ICW pertanyakan standar etik Dewan Pengawas KPK

Anggota Dewas KPK hanya bisa didepak jika ditetapkan sebagai terpidana oleh pengadilan.

Ketua Komisi Pemberantasan Korupsi (KPK) Agus Rahardjo (tengah) didampingi Sekjen KPK Cahya Hardianto Harefa (kiri) dan Juru Bicara KPK Febri Diansyah, menyampaikan keterangan pers tentang peringatan Hari Anti Korupsi Sedunia (Hakordia) di Gedung KPK, Jakarta, Jumat (6/12). /Antara Foto

Peneliti Indonesia Corruption Watch (ICW) Tama S. Langkun mempertanyakan standar etik yang ditetapkan untuk anggota Dewan Pengawas Komisi Pemberantasan Korupsi (KPK). Menurut Tama, standar etik anggota Dewas KPK berbanding terbalik dengan wewenangnya yang sangat besar. 

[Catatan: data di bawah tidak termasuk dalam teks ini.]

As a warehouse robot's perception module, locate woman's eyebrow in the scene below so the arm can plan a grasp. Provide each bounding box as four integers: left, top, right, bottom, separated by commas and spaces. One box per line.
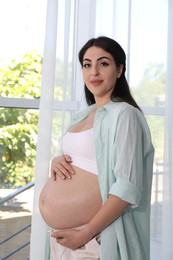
83, 56, 111, 62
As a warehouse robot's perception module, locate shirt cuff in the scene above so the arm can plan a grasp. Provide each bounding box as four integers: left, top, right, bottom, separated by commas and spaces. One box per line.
109, 178, 141, 208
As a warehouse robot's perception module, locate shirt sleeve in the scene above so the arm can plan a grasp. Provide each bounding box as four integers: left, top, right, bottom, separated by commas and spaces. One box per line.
109, 107, 144, 208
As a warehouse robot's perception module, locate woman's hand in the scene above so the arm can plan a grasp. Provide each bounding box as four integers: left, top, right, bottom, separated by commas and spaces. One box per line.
51, 155, 75, 181
51, 227, 92, 250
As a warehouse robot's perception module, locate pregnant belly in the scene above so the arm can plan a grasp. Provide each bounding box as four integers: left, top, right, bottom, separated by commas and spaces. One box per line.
39, 167, 101, 229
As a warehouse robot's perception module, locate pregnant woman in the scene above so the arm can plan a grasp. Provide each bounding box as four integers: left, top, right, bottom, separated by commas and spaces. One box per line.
39, 37, 154, 260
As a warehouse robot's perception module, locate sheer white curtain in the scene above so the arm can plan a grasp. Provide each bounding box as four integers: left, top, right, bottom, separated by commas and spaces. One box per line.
30, 0, 96, 260
162, 0, 173, 260
30, 0, 173, 260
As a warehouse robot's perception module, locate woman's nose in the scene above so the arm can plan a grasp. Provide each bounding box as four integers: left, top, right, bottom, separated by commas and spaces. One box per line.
91, 65, 99, 76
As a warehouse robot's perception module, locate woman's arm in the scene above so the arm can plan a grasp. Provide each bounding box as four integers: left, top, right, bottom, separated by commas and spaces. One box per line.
52, 195, 129, 250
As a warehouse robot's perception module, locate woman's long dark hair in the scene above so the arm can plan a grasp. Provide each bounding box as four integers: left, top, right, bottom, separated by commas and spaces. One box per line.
79, 36, 141, 110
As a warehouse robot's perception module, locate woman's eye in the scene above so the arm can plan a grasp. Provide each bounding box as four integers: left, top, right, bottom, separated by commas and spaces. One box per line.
83, 63, 91, 68
100, 61, 109, 67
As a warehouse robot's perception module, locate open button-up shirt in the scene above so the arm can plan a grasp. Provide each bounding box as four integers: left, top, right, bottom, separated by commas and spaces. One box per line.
69, 102, 154, 260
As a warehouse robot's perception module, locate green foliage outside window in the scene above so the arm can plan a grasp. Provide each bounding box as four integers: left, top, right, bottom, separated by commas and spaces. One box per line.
0, 52, 42, 187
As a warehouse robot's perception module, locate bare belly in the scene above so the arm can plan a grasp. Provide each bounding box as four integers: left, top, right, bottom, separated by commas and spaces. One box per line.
39, 166, 101, 229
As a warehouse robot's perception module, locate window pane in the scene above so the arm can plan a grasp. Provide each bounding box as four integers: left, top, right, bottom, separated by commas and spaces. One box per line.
0, 0, 47, 98
146, 116, 164, 242
0, 108, 38, 187
130, 0, 168, 107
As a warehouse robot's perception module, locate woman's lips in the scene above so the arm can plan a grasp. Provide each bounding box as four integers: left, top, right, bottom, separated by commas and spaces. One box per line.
90, 79, 103, 86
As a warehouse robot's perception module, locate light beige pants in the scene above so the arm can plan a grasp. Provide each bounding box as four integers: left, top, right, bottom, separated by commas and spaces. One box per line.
50, 236, 100, 260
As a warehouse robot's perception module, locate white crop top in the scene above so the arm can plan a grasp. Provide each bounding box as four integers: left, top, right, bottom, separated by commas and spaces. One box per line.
62, 128, 98, 175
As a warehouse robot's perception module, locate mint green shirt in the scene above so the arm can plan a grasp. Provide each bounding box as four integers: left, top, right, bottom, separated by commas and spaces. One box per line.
72, 102, 154, 260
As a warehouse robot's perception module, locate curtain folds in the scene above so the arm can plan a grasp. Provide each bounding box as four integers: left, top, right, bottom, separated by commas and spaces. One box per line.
162, 0, 173, 260
30, 0, 173, 260
30, 0, 58, 260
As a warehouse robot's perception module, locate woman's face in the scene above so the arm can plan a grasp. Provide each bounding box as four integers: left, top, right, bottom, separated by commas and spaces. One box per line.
82, 46, 123, 104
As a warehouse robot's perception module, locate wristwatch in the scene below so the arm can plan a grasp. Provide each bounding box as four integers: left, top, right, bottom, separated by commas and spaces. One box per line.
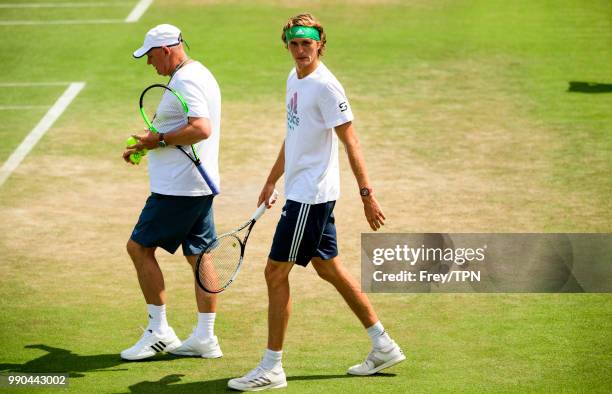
359, 186, 372, 197
157, 133, 168, 148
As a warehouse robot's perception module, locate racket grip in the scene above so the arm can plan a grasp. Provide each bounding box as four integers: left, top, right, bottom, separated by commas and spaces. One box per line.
196, 164, 219, 196
251, 189, 278, 220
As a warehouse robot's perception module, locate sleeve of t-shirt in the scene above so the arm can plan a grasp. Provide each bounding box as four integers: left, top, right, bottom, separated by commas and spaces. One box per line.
319, 81, 353, 129
174, 80, 210, 119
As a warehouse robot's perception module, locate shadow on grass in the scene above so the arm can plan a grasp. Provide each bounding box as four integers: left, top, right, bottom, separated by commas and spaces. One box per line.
0, 344, 176, 378
567, 81, 612, 93
123, 373, 395, 393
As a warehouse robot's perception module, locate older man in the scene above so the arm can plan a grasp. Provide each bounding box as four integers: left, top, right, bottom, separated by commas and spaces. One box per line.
121, 24, 223, 360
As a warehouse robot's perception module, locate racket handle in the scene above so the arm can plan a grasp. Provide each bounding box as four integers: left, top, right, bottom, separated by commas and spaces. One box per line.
196, 164, 219, 196
251, 189, 278, 221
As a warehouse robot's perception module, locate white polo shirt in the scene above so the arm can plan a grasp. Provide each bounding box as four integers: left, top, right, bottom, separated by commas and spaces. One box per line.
285, 62, 353, 204
147, 61, 221, 196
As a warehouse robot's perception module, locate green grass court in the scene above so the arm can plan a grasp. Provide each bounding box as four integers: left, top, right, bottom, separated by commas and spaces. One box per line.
0, 0, 612, 393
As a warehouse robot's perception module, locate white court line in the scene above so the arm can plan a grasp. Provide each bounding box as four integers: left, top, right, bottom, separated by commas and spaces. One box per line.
0, 0, 153, 26
0, 105, 49, 111
125, 0, 153, 23
0, 82, 85, 186
0, 82, 70, 88
0, 3, 130, 8
0, 19, 124, 26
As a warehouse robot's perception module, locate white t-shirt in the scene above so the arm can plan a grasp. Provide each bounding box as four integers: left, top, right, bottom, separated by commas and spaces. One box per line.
147, 61, 221, 196
285, 63, 353, 204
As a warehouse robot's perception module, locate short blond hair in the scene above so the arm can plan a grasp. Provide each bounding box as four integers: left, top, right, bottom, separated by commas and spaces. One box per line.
281, 14, 327, 56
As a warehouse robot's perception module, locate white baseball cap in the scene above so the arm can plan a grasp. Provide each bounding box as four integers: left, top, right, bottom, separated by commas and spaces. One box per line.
133, 24, 183, 58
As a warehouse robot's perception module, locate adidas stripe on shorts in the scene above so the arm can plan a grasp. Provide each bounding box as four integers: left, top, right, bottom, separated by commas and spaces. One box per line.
269, 200, 338, 267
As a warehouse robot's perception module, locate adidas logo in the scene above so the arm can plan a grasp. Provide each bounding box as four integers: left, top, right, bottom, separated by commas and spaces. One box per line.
151, 341, 166, 353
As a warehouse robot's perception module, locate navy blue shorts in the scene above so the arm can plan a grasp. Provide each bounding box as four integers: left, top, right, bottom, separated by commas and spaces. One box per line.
130, 193, 217, 256
269, 200, 338, 267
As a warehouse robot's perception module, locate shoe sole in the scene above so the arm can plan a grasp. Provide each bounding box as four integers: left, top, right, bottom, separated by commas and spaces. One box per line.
348, 354, 406, 376
227, 380, 287, 391
169, 350, 223, 358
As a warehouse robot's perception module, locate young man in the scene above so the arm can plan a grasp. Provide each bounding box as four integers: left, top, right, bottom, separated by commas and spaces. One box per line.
121, 24, 223, 360
228, 14, 405, 391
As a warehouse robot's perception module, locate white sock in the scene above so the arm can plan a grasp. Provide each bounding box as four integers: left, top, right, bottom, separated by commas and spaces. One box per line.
147, 304, 168, 333
195, 312, 217, 339
259, 349, 283, 371
368, 320, 392, 349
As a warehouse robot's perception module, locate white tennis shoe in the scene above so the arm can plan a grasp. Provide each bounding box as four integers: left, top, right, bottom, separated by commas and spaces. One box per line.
348, 341, 406, 375
170, 333, 223, 358
121, 327, 181, 361
227, 365, 287, 391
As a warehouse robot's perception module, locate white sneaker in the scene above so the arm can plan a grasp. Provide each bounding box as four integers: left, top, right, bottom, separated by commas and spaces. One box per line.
121, 327, 181, 361
348, 341, 406, 375
227, 365, 287, 391
170, 333, 223, 358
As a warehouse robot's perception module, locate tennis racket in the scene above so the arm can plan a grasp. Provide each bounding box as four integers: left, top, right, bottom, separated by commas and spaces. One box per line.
195, 190, 278, 293
139, 84, 219, 195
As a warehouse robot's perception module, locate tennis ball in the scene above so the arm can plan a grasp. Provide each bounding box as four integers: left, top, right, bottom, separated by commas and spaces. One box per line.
125, 137, 147, 164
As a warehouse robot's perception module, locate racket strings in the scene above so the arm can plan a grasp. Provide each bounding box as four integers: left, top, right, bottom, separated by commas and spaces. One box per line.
197, 233, 242, 292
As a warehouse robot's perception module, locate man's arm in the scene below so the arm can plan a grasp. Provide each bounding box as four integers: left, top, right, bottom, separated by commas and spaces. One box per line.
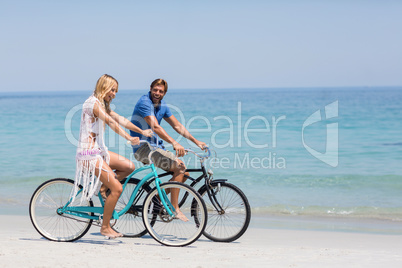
144, 115, 185, 157
110, 111, 152, 137
165, 115, 207, 150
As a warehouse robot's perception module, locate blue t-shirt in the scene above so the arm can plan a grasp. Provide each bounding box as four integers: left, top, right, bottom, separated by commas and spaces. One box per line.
130, 92, 172, 153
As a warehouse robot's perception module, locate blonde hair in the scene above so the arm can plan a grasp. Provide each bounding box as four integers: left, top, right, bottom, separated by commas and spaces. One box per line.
150, 78, 167, 94
94, 74, 119, 114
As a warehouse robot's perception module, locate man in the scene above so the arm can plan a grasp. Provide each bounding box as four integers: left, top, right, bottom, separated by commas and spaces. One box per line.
130, 79, 206, 221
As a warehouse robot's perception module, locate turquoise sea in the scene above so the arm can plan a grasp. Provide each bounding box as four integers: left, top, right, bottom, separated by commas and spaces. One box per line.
0, 87, 402, 234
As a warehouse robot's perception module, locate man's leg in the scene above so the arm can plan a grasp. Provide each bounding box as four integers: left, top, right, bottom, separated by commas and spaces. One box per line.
169, 160, 189, 221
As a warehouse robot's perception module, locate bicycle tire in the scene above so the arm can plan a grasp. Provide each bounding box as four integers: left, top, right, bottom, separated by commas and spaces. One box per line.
112, 178, 151, 237
29, 178, 93, 242
143, 182, 208, 247
198, 181, 251, 242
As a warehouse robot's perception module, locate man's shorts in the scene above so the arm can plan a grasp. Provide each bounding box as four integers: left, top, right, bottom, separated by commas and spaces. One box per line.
134, 143, 176, 171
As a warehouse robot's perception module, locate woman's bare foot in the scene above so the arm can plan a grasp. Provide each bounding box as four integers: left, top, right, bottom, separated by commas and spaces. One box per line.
99, 184, 108, 200
175, 209, 188, 222
101, 226, 123, 239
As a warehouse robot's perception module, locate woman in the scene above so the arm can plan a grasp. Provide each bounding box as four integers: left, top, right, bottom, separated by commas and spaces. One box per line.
73, 74, 152, 238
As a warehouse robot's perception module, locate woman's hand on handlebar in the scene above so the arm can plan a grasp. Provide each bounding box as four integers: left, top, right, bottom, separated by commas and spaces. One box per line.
173, 142, 186, 157
196, 141, 208, 152
141, 129, 154, 138
127, 137, 140, 145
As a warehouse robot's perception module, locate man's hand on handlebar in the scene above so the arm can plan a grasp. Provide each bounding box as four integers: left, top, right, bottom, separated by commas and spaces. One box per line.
196, 141, 208, 152
127, 137, 140, 145
141, 129, 154, 138
173, 142, 186, 157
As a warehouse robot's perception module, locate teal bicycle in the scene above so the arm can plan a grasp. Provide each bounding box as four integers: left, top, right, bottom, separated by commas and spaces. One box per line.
29, 142, 208, 246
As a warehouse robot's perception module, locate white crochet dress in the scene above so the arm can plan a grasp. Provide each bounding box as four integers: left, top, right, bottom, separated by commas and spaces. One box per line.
72, 95, 110, 203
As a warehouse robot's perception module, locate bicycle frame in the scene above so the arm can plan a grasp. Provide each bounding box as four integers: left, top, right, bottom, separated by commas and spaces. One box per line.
157, 162, 227, 213
57, 163, 175, 220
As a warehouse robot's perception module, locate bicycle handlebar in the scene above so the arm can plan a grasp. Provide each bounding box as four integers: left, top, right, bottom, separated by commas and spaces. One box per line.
127, 137, 211, 160
184, 147, 211, 159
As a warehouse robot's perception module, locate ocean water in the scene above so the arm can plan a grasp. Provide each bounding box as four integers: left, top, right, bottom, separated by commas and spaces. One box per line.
0, 87, 402, 233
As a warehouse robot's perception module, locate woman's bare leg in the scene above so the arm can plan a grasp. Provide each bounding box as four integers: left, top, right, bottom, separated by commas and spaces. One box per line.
95, 159, 123, 238
170, 160, 189, 221
100, 151, 135, 198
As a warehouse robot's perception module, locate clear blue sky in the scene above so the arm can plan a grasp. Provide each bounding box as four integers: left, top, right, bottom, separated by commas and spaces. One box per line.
0, 0, 402, 91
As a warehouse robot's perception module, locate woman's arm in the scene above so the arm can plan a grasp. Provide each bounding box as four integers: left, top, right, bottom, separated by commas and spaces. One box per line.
94, 103, 139, 145
110, 111, 153, 137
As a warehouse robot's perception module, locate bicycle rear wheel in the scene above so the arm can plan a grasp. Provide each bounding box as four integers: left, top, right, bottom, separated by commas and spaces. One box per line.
29, 178, 93, 242
198, 181, 251, 242
113, 178, 151, 237
143, 182, 207, 247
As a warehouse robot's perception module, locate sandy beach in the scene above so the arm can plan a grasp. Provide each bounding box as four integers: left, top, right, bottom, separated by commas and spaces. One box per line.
0, 215, 402, 267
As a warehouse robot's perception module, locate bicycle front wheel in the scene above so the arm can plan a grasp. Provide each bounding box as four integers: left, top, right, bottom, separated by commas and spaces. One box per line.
113, 178, 151, 237
143, 182, 207, 247
198, 181, 251, 242
29, 178, 93, 242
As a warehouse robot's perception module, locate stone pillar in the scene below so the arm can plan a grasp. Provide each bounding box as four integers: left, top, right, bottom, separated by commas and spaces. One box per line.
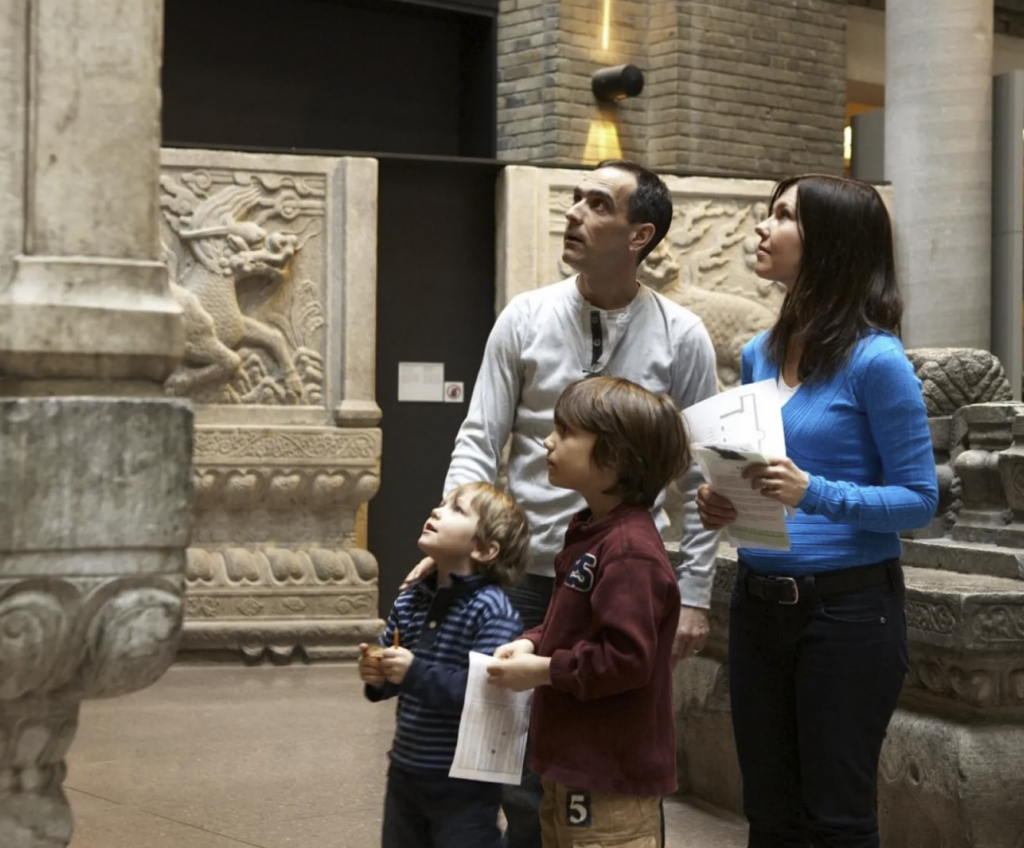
498, 0, 847, 176
886, 0, 992, 349
0, 0, 191, 848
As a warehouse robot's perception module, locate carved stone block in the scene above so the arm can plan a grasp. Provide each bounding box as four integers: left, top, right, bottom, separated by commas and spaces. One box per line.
879, 709, 1024, 848
906, 347, 1014, 416
161, 151, 381, 661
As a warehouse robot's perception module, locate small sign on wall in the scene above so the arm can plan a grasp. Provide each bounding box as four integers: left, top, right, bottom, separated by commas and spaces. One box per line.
398, 363, 445, 404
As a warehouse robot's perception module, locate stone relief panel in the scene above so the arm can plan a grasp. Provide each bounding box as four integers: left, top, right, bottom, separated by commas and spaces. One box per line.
161, 151, 382, 662
160, 168, 327, 405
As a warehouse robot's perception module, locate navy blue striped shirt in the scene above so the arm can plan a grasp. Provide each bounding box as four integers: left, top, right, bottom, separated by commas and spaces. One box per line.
366, 573, 522, 774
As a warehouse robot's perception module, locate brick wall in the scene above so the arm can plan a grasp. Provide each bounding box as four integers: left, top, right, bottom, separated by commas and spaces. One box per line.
498, 0, 846, 176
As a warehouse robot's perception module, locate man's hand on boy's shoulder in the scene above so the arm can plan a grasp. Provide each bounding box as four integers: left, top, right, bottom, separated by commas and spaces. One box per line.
672, 606, 710, 663
381, 647, 415, 686
487, 651, 551, 692
398, 556, 437, 593
359, 642, 385, 688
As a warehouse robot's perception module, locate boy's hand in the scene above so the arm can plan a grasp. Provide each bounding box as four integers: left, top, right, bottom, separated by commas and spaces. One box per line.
495, 639, 537, 660
359, 642, 385, 688
381, 647, 415, 686
398, 556, 437, 592
672, 605, 711, 664
487, 651, 551, 692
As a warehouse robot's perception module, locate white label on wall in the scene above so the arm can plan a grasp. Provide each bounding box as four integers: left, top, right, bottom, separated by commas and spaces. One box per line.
444, 380, 466, 404
398, 363, 444, 404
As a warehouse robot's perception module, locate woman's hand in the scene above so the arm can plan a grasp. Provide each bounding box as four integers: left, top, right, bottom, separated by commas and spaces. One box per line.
745, 457, 811, 510
697, 483, 736, 529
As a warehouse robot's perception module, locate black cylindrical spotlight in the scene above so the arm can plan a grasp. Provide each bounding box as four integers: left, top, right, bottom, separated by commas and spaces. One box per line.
590, 65, 643, 103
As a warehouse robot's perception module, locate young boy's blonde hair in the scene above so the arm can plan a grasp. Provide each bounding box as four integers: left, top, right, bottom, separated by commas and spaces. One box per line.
555, 377, 690, 508
449, 482, 529, 588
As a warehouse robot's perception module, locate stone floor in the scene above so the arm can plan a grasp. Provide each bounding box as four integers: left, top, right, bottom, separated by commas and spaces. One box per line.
66, 665, 746, 848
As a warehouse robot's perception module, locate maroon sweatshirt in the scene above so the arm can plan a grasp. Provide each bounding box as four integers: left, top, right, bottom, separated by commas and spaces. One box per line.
523, 504, 680, 796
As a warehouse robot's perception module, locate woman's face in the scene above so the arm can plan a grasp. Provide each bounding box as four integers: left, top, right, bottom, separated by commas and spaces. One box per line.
754, 183, 804, 291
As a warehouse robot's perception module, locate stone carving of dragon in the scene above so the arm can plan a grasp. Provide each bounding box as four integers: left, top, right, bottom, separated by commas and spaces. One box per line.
161, 172, 323, 404
639, 239, 775, 388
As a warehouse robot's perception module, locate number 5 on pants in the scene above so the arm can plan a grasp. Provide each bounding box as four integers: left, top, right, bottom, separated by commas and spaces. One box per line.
541, 779, 662, 848
565, 789, 593, 828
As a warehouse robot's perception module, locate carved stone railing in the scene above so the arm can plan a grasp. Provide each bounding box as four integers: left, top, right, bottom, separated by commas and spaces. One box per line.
161, 151, 382, 662
676, 349, 1024, 848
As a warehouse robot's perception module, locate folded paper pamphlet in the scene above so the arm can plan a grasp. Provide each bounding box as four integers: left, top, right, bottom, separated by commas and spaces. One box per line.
683, 380, 790, 551
449, 651, 532, 786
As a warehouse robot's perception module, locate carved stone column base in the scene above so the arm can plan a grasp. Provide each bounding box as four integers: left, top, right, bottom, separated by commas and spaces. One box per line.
879, 710, 1024, 848
0, 698, 79, 848
675, 656, 743, 813
0, 397, 191, 848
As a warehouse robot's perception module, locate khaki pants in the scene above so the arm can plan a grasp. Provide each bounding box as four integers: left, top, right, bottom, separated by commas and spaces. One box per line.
541, 780, 662, 848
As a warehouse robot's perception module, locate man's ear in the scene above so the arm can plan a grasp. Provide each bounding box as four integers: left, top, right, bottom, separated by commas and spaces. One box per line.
470, 542, 502, 564
630, 222, 654, 255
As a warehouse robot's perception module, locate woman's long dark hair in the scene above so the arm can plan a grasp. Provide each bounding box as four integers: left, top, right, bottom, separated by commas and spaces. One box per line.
767, 174, 903, 382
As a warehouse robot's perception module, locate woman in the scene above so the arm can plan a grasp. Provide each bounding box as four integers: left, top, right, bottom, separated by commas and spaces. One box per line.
697, 175, 938, 848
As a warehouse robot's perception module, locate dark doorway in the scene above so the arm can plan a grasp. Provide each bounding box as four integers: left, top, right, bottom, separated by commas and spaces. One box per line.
368, 160, 501, 616
163, 0, 497, 159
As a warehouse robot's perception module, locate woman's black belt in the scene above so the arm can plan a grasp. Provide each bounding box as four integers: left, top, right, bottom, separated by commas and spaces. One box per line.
744, 559, 899, 604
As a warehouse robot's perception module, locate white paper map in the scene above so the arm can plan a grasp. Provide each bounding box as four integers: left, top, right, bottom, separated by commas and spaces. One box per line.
683, 380, 790, 551
449, 651, 532, 786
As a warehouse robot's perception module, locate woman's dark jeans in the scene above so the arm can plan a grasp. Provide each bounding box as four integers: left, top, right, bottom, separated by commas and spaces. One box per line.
729, 560, 907, 848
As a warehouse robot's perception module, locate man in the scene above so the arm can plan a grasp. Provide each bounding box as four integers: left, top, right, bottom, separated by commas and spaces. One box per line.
410, 160, 717, 848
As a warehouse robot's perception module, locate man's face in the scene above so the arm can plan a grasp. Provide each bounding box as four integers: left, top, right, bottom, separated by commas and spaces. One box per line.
562, 168, 637, 273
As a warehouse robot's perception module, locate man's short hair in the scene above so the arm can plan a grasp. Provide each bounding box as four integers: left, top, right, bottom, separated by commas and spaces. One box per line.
597, 159, 672, 265
449, 482, 529, 588
555, 377, 690, 508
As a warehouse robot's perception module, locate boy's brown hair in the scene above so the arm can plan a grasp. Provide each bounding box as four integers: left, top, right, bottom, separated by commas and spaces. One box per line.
447, 482, 529, 588
555, 377, 690, 508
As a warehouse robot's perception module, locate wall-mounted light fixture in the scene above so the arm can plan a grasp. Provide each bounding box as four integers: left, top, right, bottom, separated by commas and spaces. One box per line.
590, 65, 643, 103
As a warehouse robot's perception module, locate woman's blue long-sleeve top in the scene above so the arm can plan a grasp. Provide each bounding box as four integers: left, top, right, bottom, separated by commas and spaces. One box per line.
739, 332, 939, 575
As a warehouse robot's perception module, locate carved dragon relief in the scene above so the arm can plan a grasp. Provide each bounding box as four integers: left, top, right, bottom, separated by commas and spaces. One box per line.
160, 170, 326, 404
550, 189, 782, 388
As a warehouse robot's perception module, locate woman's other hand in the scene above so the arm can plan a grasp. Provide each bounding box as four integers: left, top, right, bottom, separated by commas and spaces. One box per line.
697, 483, 736, 529
745, 457, 810, 505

"(Calon pimpinan KPK) tercela saja bisa (dianggap) tidak memenuhi syarat, bisa enggak lolos dan tidak diangkat. Lha, Dewan Pengawas itu harus ada bukti pidana, ada bukti dari pengadilan. Baru itu bisa terjegal," ujar Tama di Jakarta Pusat, Minggu (15/12).

Pimpinan KPK memiliki kode etik yang sangat kuat mempengaruhi kinerja mereka. Petinggi KPK, misalnya, tidak diperbolehkan menemui pihak ketiga yang tengah berurusan dengan kasus korupsi. Petinggi KPK bahkan bisa dipecat jika kedapatan melanggar kode etik. 

Namun, standar kode etik seperti itu tidak berlaku bagi anggota Dewan Pengawas KPK. Anggota Dewan Pengawas KPK hanya bisa didepak dari posisinya apabila telah ditetapkan sebagai terpidana oleh pengadilan.

Dengan standar etik yang lemah seperti itu, Tama khawatir, Dewan Pengawas bakal sewenang-wenang di KPK. Apalagi, Dewan Pengawas berwenang menentukan izin penyadapan, penyitaan, dan penggeledahan.